INDIRECT関数でシート名を動的に切り替えながら最大値を取得する

シート名を動的に変えながら最大値を取得したい場合はINDIRECT関数が活躍します。

=MAX(INDIRECT(A1&”!D2:D10″))

→ A1セルにシート名(例:「1月」)が入っている場合、そのシートのD2:D10の最大値を返す

A1の値を「2月」「3月」と変えるだけで参照シートが切り替わるため、ドロップダウンリストと組み合わせたインタラクティブな集計シートが作れます。

Power QueryやピボットテーブルでのMax取得との使い分け

複数シートや複数ファイルにわたる大規模データの最大値を扱う場合、関数ではなくPower QueryやピボットテーブルのMax集計を使う方法も選択肢に入ります。

Power Queryであれば「グループ化」機能でカテゴリ別の最大値を一括取得でき、ピボットテーブルであれば値フィールドの集計方法を「最大」に変えるだけで視覚的に最大値を把握できます。

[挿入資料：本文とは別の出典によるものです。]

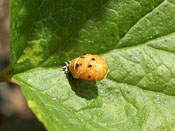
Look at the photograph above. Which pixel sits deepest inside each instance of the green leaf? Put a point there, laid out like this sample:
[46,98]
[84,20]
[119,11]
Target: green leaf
[137,39]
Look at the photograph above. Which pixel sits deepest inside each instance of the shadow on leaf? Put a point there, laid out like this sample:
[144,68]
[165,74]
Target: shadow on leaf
[83,88]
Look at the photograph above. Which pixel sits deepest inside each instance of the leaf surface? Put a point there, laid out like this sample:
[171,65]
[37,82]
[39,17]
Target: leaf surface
[137,39]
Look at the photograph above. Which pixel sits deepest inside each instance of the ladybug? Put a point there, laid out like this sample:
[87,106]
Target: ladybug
[88,67]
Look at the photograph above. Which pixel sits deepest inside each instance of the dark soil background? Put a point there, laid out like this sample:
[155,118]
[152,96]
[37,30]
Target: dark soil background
[14,112]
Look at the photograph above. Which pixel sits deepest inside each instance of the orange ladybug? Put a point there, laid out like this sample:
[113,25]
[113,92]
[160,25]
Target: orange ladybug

データ量が数千行を超えるような場合は、関数よりもPower Queryの方が処理が軽く、更新も自動化しやすいのでシーンに応じた使い分けが大切です。

【操作のポイント】3D参照はシートが「連続していること」が条件です。シートの間に別シートが挟まっていると意図しないシートも参照範囲に含まれてしまいます。INDIRECT関数を使う場合は、シート名に空白やスペースが含まれると「’1月 売上’!D2:D10」のようにシングルクォーテーションで囲む必要があります。

まとめ:エクセルで最大値を探す・位置を特定する全手法

エクセルで最大値を探す方法は、MAX関数による基本的な値の取得からスタートし、MATCH関数で位置番号を特定、INDEX+MATCHで関連データを一括抽出、ADDRESS・CELL関数でセル番地を取得、LARGE関数でランキング対応、さらには3D参照やINDIRECTで複数シートにも対応と、段階的に活用の幅が広がっていきます。

最大値そのもの・最大値のセル位置・最大値を持つ行のデータという3つの観点を軸に、今回紹介した関数の組み合わせを使い分けることで、どんなデータ構造にも柔軟に対応できるようになります。

MAX・MATCH・INDEX・LARGE・ADDRESS・INDIRECT・FILTERのそれぞれの役割をしっかり把握し、場面に合わせて組み合わせることが、エクセル最大値活用の最大のポイントといえるでしょう。

今回のサンプルデータを参考に、まずはMAX関数とINDEX+MATCHの組み合わせから試してみてください。実際に手を動かすことで、数式の仕組みを体感的に理解できるはずです。